If you can create a safe and trusted space, you can have much richer conversations and push people to greater challenges.
— Marie-Louise Gourlay, Global Director, Forward Global

Many are adopting family charters that institutionalise philanthropic values, ensuring that they are transmitted alongside financial capital. Insights from research at IMD bear this out. Business families that introduce philanthropic literacy early – encouraging children to engage with causes and governance – are more likely to sustain their values over time.

Philanthropy also provides families with a platform for dialogue. “If you can create a safe and trusted space, you can have much richer conversations and push people to greater challenges and collaboration,” says Marie-Louise Gourlay, Global Director of Forward Global, a network of philanthropic funders across 22 countries.

Younger members of families are especially keen to participate. Few are comfortable with having separate philanthropic and investment portfolios governed by entirely different values. Family offices are well positioned to facilitate these conversations, whether through curated workshops or structured family meetings.

Generational divide
A perception gap exists between parents and their children when it comes to philanthropic giving.

Source: Bank of America, 2024

Specialist guidance in demand

Despite the growing role of family offices, many of those managing family wealth come from backgrounds in banking, law or corporate management rather than philanthropy. As Courth points out, they often need support in navigating the complexities of structuring and measuring impact.

“It’s important to gather input from all family members, facilitating discussion to ensure all voices are heard with common goals agreed.
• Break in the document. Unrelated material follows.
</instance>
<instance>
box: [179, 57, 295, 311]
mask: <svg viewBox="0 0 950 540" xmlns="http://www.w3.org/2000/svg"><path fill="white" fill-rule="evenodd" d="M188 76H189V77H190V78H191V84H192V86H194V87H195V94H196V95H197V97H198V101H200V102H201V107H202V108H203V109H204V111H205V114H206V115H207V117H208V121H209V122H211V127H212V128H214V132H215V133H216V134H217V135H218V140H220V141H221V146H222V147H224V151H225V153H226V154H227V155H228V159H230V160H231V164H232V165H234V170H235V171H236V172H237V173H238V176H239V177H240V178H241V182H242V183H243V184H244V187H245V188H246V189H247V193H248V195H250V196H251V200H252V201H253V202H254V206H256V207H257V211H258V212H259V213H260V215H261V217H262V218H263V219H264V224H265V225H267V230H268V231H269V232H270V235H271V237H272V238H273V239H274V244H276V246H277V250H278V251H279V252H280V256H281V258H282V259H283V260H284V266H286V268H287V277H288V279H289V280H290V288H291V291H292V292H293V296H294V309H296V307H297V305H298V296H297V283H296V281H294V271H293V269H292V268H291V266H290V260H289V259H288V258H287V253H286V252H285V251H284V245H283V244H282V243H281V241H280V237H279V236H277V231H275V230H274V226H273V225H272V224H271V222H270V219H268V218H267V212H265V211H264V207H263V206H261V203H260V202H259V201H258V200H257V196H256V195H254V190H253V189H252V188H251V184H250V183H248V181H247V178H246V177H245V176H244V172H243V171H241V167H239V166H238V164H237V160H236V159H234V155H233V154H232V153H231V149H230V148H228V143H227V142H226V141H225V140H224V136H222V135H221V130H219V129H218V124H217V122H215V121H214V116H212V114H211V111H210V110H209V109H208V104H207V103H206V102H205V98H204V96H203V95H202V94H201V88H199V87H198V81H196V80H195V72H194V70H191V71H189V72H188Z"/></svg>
You can establish a vision for what you want to achieve and a mission for how you will get there,” he says.

The logic model
This chart helps visualise the connections between activities, intended outcomes and overall impact.

Source: Pictet, 2025

Advisers such as Pictet’s philanthropy team are increasingly sought after to provide that expertise – designing governance frameworks, recommending vehicles and helping families evaluate partners and measure outcomes.

As family offices move philanthropy into the mainstream of their operations, the definition of legacy itself is shifting. For many families, wealth is no longer simply a resource to preserve but a tool to generate enduring purpose. Professionalising philanthropy within the family office ensures that values, as well as assets, are transmitted across generations – a legacy measured not only in capital, but in contribution.